As a general rule, look for replications: has the study been repeated by anyone else and gotten similar results? Look to see whether the researchers provide a rationale for the number of participants in their study and whether they raise any concerns about their sample size. Good researchers will be extremely cautious about any conclusions they reach based on a small number of participants. There's no hard and fast rule about how many participants are needed, since the required number for a trustworthy finding varies according to what's being studied and the methods being used. If only one research team has found an effect, and has used a small sample, I'd suggest a bit of caution, perhaps best viewing the findings as provisional.

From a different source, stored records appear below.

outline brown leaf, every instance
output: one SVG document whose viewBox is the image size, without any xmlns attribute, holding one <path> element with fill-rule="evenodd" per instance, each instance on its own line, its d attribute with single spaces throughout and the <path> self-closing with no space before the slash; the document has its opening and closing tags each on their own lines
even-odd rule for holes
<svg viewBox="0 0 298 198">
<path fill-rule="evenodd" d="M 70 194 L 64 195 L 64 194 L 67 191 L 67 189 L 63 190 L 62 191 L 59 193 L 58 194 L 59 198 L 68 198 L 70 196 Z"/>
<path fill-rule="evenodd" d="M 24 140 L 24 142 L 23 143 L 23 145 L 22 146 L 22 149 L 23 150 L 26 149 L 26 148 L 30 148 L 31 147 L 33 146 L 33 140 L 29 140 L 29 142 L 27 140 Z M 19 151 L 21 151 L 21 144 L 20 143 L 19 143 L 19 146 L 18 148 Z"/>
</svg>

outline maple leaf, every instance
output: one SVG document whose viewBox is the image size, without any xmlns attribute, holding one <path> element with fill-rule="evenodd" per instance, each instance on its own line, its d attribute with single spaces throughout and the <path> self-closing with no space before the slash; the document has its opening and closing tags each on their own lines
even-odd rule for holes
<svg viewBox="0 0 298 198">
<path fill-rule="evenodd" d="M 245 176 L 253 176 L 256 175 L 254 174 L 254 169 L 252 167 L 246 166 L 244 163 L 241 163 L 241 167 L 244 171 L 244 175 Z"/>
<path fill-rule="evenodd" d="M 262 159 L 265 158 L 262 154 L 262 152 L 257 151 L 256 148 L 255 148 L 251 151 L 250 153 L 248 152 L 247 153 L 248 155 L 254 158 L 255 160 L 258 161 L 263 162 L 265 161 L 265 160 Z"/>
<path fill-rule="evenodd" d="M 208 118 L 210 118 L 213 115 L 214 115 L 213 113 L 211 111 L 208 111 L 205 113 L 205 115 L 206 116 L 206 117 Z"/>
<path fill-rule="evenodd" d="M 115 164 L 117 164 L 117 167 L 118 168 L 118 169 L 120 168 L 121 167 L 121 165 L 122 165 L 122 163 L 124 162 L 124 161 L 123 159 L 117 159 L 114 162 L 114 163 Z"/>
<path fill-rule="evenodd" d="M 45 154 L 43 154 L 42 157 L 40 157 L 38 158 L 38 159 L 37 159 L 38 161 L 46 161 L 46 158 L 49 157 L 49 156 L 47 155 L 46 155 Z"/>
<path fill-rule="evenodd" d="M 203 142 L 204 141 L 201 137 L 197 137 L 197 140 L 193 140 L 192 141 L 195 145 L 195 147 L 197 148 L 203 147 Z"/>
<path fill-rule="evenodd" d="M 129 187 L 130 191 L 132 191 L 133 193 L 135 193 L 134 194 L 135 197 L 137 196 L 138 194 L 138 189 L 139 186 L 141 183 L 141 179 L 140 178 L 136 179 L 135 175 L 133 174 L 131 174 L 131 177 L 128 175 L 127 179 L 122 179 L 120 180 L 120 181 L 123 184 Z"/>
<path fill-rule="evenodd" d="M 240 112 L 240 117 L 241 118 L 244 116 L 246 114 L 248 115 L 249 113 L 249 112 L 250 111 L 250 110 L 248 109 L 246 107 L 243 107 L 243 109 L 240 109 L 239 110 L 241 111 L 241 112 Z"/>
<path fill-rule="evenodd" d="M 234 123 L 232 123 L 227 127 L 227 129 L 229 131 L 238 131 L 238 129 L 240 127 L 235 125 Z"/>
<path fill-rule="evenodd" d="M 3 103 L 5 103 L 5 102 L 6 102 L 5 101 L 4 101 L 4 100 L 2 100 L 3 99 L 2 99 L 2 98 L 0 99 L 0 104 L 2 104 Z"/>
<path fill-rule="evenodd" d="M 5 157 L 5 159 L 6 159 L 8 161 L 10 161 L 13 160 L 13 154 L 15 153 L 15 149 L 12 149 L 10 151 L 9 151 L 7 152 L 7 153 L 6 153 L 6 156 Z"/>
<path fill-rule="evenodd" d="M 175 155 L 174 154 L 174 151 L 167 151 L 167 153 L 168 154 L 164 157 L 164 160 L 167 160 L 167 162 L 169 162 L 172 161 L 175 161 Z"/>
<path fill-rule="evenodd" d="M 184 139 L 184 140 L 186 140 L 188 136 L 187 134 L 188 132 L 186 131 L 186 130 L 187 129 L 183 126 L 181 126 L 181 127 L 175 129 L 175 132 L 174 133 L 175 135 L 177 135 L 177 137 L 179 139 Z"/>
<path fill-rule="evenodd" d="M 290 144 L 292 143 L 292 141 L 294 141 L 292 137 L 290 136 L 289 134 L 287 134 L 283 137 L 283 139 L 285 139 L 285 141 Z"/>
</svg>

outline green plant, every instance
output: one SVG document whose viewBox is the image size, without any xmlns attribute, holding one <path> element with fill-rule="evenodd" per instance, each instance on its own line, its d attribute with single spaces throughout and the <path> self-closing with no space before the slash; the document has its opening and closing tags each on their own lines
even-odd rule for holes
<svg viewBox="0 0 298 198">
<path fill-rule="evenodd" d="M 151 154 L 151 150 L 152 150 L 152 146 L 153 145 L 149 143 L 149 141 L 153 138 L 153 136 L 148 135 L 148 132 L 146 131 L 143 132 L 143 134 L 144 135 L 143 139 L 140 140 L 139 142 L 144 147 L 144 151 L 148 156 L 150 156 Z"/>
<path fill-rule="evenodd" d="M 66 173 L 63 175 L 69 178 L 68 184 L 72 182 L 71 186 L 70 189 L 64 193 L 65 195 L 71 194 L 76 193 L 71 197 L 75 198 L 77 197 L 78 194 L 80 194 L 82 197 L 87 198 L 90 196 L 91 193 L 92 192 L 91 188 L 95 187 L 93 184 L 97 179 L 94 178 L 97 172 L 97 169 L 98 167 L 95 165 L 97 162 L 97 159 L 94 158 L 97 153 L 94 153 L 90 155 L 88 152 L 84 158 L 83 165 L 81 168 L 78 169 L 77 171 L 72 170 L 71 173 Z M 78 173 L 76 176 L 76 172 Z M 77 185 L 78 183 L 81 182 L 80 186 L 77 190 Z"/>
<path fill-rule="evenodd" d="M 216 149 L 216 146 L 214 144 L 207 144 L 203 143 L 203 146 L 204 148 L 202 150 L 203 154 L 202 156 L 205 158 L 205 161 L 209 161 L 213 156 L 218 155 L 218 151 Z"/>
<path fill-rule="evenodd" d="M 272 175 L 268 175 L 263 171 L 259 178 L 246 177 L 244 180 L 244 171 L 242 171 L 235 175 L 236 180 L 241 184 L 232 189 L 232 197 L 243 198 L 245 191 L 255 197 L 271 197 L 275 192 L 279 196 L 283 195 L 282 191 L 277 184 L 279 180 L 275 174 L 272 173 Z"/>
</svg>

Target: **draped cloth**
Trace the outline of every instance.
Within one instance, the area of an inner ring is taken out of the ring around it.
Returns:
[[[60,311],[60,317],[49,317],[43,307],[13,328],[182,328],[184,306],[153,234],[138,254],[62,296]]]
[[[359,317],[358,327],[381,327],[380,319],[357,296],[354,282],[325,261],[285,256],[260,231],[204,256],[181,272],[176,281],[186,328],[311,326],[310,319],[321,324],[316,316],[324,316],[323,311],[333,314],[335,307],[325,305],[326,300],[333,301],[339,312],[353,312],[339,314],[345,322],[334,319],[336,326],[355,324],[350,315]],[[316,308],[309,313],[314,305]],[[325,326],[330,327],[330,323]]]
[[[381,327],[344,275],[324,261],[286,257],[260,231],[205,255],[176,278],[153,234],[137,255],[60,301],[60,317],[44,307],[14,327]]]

Of course, replication and large samples still don't guarantee that a study's findings are trustworthy. A host of other biases, from sampling, to research design, to the type of statistical analyses run, all influence the validity of a study's findings. A great example is the so-called bystander effect, the well-known finding that the greater the number of people who witness a person in distress, the lower the likelihood that anyone will intervene. It's been well-studied in the lab; unfortunately, it lacks ecological or "real world" validity. In a recent study of real-world situations, researchers found just the opposite of the bystander effect: the greater the number of witnesses to people in distress, the more likely someone was to take action. And, parenthetically, in the original incident that gave rise to bystander theory research, the rape and killing of Kitty Genovese in front of 38 witnesses, a new report reveals that, contrary to what's written in most textbooks, several people did call the police and come to her aid.

In a future post, I'll consider several ways in which psychology can strengthen the trustworthiness of its findings. I'll also highlight studies that have withstood scrutiny, successfully been replicated, and are rightfully seen as exemplars of trustworthy psychological science.